THE MEKONG DELTA || RACH GIA
About 100km southwest of Ha Tien, though also easily accessible from Long Xuyen, Can Tho or Ca Mau, the thriving port of RACH GIA teeters precariously over the Gulf of Thailand. The capital of Kien Giang Province, it’s home to a community of around two hundred thousand people, many of whom live in new housing on reclaimed land on the coast just south of the centre. A small islet in the mouth of the Cai Lon River forms the hub of the town, but the urban sprawl spills over bridges to the north and south of it and onto the mainland. The town has little in the way of historical and cultural attractions, and for most foreign visitors it is simply a place to overnight en route to Phu Quoc Island.
It’s worth taking a walk along Bach Dang or Tran Hung Dao to watch the activity on the boats of all sizes that clutter the port. Men and women darn and fold nets, charcoal-sellers hawk their wares to ships’ captains and roadside cafés heave with fishermen – many of whom have seen the bottoms of a few beer bottles – awaiting the next tide.

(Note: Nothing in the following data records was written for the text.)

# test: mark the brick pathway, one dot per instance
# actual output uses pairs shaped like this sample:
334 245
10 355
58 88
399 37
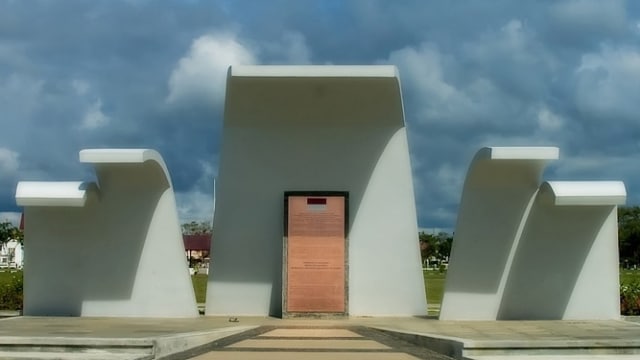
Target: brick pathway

The heroics of Nguyen Trung Truc
From 1861 to 1868, Nguyen Trung Truc spearheaded anti-French guerrilla activities in the western region of the delta: statues in the centre of Rach Gia and at the temple dedicated to him depict him preparing to unsheathe his sword and harvest a French head. In 1861, he masterminded the attack that culminated in the firing of the French warship Esperance; as a wanted man, he was forced to retreat to Phu Quoc, from where he continued to oversee the campaign. Only after the French took his mother hostage in 1868 did he turn himself in and in October of the same year he was executed by a firing squad in the centre of Rach Gia. Defiant to the last, his final words could have been lifted from a Ho Chi Minh speech: “So long as grass still grows on the soil of this land, people will continue to resist the invaders.”